Using re.findall(), I'm attempting to find all occurrences of each term from a list of terms, in a string.
If a particular term contains special characters (i.e. a '+'), a match will not be found, or error messages may be generated. Using re.escape(), the error messages are avoided, but the terms with special characters are not found within the string.
import re
my_list = ['java', 'c++', 'c#', '.net']
my_string = ' python javascript c++ c++ c# .net java .net'
matches = []
for term in my_list:
if any(x in term for x in ['+', '#', '.']):
term = re.escape(term)
print "\nlooking for term '%s'" % term
match = re.findall("\\b" + term + "\\b", my_string, flags = re.IGNORECASE)
matches.append(match)
The above code will only find 'java' within the string. Any suggestions regarding, how to find terms with special characters within the string?
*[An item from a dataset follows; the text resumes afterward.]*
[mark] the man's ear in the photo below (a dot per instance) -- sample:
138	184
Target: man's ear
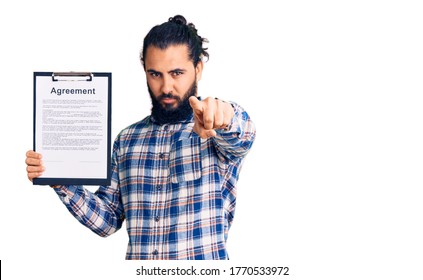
199	70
Caveat: I cannot change 'my_list' manually, because I don't know in advance what terms it will contain.
Update - it appears that the problem has to do with the word boundary specifiers within the regex (the "\b") breaking up the string along characters which include the non-alphanumeric chars included in the string. It's unclear how to solve this in a clean and straightforward way, however.
Edit - this question is not a duplicate of this - it already incorporates the most applicable solution from that post.